The effects of androstenediol and dehydroepiandrosterone on the course and cytokine profile of tuberculosis in BALB/c mice

Abstract

Immunity to Mycobacterium tuberculosis requires a T helper 1 (Th1) cytokine balance accompanied by tumour necrosis factor-α (TNF-α), and activated macrophages. These facets of the immune response are sensitive to suppression by glucocorticoids (GC), which can reactivate and exacerbate tuberculosis in man and animals. Dehydroepiandrosterone (DHEA) and its derivative, 3β,17β androstenediol (AED), are reported to have antiglucocorticoid properties in vivo. We therefore investigated the effects of predetermined optimal doses of these compounds, on the course of pulmonary tuberculosis in an established model in BALB/c mice in which an early phase of Th1-mediated response accompanied by adrenal hyperplasia, is followed by a switch to Th2, progressive loss of TNF-α expression and disease progression.
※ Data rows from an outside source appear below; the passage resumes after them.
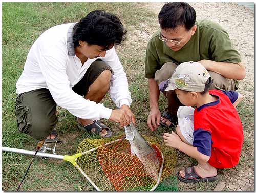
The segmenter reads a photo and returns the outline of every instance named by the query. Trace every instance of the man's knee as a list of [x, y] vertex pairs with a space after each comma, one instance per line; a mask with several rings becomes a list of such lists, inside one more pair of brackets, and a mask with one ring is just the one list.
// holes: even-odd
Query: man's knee
[[155, 81], [157, 85], [163, 81], [170, 78], [177, 65], [173, 62], [167, 62], [163, 65], [162, 68], [156, 71], [155, 74]]
[[55, 127], [56, 104], [49, 90], [40, 89], [19, 95], [15, 104], [17, 128], [35, 139], [45, 138]]
[[210, 87], [210, 89], [218, 89], [233, 90], [236, 90], [234, 80], [225, 78], [220, 74], [212, 71], [209, 71], [211, 79], [213, 80], [213, 83]]
[[57, 118], [55, 121], [53, 121], [52, 119], [52, 118], [49, 118], [48, 120], [42, 119], [33, 122], [28, 130], [27, 134], [36, 140], [41, 140], [45, 139], [50, 135], [57, 124], [58, 118]]
[[107, 86], [110, 84], [110, 79], [112, 76], [112, 73], [110, 70], [105, 70], [101, 72], [97, 79], [103, 85]]

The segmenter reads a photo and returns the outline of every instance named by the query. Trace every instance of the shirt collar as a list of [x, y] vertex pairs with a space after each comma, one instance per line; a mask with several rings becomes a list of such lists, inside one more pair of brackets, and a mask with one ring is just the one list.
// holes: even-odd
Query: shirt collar
[[218, 99], [216, 100], [215, 101], [213, 101], [213, 102], [210, 102], [209, 103], [204, 104], [203, 104], [202, 106], [199, 106], [199, 108], [197, 108], [197, 111], [200, 111], [202, 109], [203, 109], [204, 108], [205, 108], [207, 106], [214, 106], [214, 105], [216, 105], [216, 104], [218, 104], [220, 103], [220, 97], [219, 97], [219, 96], [215, 95], [213, 95], [212, 94], [210, 94], [210, 95], [211, 95], [212, 96], [216, 97], [216, 98], [218, 98]]
[[75, 56], [75, 48], [74, 47], [74, 43], [73, 42], [73, 29], [75, 24], [76, 23], [72, 24], [68, 30], [67, 47], [68, 48], [68, 53], [70, 56]]

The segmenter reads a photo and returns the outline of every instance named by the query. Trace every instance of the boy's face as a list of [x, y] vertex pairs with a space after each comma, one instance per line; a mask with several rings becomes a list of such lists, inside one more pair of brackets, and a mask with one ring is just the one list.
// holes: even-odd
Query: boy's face
[[196, 105], [197, 97], [195, 97], [193, 94], [195, 92], [186, 92], [179, 89], [175, 89], [175, 91], [177, 98], [183, 104], [187, 106], [193, 106]]

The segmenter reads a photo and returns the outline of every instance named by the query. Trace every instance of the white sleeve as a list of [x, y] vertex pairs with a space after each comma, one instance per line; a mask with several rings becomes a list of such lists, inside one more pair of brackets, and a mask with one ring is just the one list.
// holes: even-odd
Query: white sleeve
[[108, 50], [105, 56], [100, 59], [110, 66], [113, 71], [109, 90], [113, 101], [118, 108], [120, 108], [123, 104], [130, 106], [132, 100], [131, 93], [129, 91], [126, 74], [118, 59], [115, 48], [113, 47]]
[[[73, 115], [83, 119], [109, 119], [112, 110], [103, 104], [86, 100], [70, 87], [66, 73], [68, 61], [67, 50], [63, 46], [54, 46], [47, 52], [38, 50], [38, 61], [45, 78], [47, 87], [57, 104], [68, 110]], [[45, 52], [45, 53], [43, 53]]]

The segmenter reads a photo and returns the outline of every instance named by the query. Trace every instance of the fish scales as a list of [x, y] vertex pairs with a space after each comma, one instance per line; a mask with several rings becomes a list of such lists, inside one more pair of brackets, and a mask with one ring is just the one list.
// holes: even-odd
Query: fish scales
[[159, 176], [159, 160], [155, 151], [140, 135], [132, 123], [124, 127], [126, 138], [131, 145], [131, 152], [136, 155], [144, 166], [146, 171], [157, 182]]

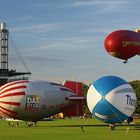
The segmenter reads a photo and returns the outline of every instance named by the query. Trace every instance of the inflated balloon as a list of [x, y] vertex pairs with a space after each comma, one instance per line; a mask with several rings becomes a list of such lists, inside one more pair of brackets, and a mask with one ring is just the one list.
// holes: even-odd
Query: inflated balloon
[[105, 76], [90, 86], [87, 104], [93, 116], [100, 121], [121, 123], [133, 114], [136, 94], [125, 80]]
[[140, 54], [140, 32], [114, 31], [105, 38], [104, 46], [110, 55], [127, 61]]

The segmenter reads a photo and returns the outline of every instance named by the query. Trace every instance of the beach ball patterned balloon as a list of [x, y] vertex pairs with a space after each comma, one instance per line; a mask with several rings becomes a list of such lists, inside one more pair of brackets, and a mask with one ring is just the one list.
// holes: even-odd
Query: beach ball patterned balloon
[[106, 123], [121, 123], [135, 111], [136, 94], [125, 80], [105, 76], [90, 86], [87, 105], [95, 118]]

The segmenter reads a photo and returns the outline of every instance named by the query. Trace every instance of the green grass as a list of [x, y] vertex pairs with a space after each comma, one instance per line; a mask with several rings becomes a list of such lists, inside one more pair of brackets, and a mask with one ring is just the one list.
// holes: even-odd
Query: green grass
[[[38, 122], [37, 127], [27, 127], [20, 122], [19, 127], [9, 127], [8, 122], [0, 121], [0, 140], [139, 140], [140, 120], [136, 126], [108, 126], [96, 119], [64, 119]], [[84, 132], [81, 125], [85, 125]], [[126, 129], [129, 127], [129, 131]]]

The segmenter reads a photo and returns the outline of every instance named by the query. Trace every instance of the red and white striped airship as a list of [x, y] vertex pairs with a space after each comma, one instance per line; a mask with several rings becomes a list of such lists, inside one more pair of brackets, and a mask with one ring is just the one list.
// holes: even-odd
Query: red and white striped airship
[[83, 113], [82, 83], [63, 85], [21, 80], [0, 87], [0, 113], [6, 117], [37, 122], [59, 112], [66, 116]]

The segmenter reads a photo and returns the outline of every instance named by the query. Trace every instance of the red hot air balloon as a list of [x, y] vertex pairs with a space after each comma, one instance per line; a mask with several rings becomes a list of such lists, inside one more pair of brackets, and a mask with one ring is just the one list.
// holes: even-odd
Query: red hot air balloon
[[126, 63], [129, 58], [140, 55], [140, 32], [114, 31], [106, 37], [104, 46], [110, 55], [123, 59]]

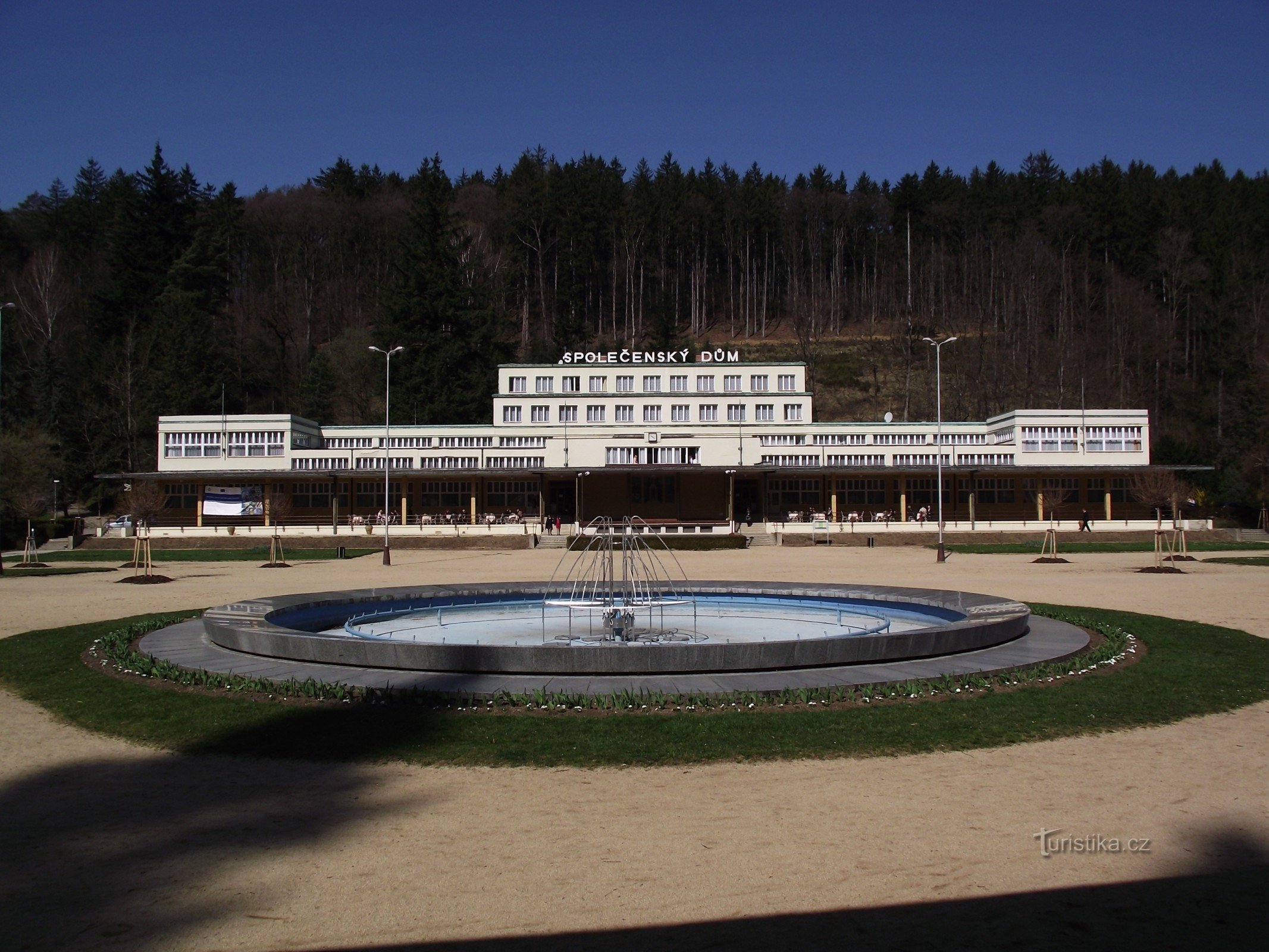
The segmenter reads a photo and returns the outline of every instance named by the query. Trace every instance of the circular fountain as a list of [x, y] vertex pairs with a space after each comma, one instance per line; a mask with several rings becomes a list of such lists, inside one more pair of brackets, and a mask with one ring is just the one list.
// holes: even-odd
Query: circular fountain
[[274, 679], [605, 693], [905, 680], [1034, 664], [1086, 645], [1081, 630], [990, 595], [689, 581], [638, 519], [600, 519], [546, 583], [250, 599], [154, 632], [141, 649]]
Both compounds were protective, particularly AED which caused a fall in bacterial counts and prolonged survival. These effects correlated with the appearance within 3 days of cellular infiltrates rich in cells expressing interleukin-2 (IL-2), IL-1α and TNF-α, and with partial suppression of the switch to IL-4 producing cells that occurred in controls. AED also caused enhanced development of granulomas at 14 days, and persistence of granuloma formation to 120 days, with a corresponding suppression of areas affected by pneumonia. Much of the therapeutic effect of AED and DHEA was obtained by treating for only the first 3 weeks, which is the phase of adrenal hyperplasia. These results suggest that the ratio of GC to anti-GC steroids may play a role in the pathogenesis of tuberculosis, and further investigation could lead to novel treatment strategies.